According to the Hiroshima city government, the survivors in areas where the plaintiffs and others had lived are estimated at about 13,000 as of 2020. With cataract surgery added to the disease requirement, most of the 13,000 people would be eligible for aid, perhaps over 10,000 people.

Hiroshima Mayor Kazumi Matsui said, “I will not agree to the proposal, but I will not oppose it.”

Nagasaki’s case

Regarding Nagasaki, the central government said that it is difficult to treat the case in the same manner as Hiroshima because there are no objective materials that prove that black rain fell there.

The central government intends to continue negotiations with the Nagasaki prefectural and city governments in 2022 or later.
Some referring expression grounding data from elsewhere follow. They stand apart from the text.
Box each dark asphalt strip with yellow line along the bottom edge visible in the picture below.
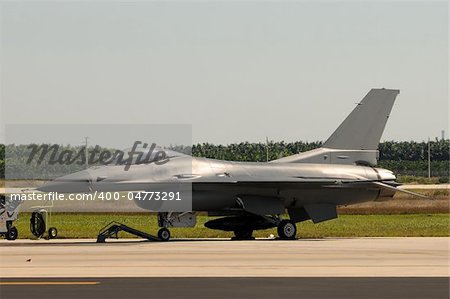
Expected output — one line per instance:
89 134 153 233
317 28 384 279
0 277 449 299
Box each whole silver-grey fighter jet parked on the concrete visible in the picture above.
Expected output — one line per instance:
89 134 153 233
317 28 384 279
39 88 422 241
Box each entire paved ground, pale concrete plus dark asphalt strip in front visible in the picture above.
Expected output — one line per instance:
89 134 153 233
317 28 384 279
0 238 450 299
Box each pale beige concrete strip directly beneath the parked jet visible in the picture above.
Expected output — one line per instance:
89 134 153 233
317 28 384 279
0 237 450 278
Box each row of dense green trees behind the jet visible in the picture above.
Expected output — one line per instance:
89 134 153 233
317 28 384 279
0 139 450 178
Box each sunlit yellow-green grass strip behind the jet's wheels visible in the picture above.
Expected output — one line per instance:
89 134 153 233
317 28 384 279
11 213 450 238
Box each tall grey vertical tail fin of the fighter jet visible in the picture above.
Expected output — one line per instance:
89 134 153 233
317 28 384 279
323 88 400 150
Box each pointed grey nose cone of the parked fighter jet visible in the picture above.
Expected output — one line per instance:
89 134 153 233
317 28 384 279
37 170 92 193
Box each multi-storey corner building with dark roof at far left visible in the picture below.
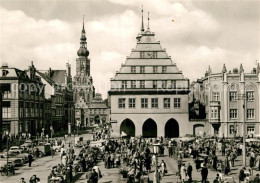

However, as there no yardsticks such as the Hiroshima High Court ruling, the negotiations are not expected to go smoothly.

On Monday, the Nagasaki prefectural and city governments replied to the central government that they would not accept the proposed relief measures this time because the measures are limited to Hiroshima.

At a press conference, a section chief at the Nagasaki prefectural government in charge of relief for atomic bomb victims strongly decried the central government’s attitude, saying that the proposed measures would force struggling hibakusha survivors to file new lawsuits over whether they were exposed to black rain.

In Hiroshima as well, there is criticism that the measures will create division between people who do not suffer from the 11 specific diseases or have not had cataract surgery and people newly eligible for aid.

Hiroshima Gov. Yuzaki said, “I will continue to demand that the central government removes the disease requirements.”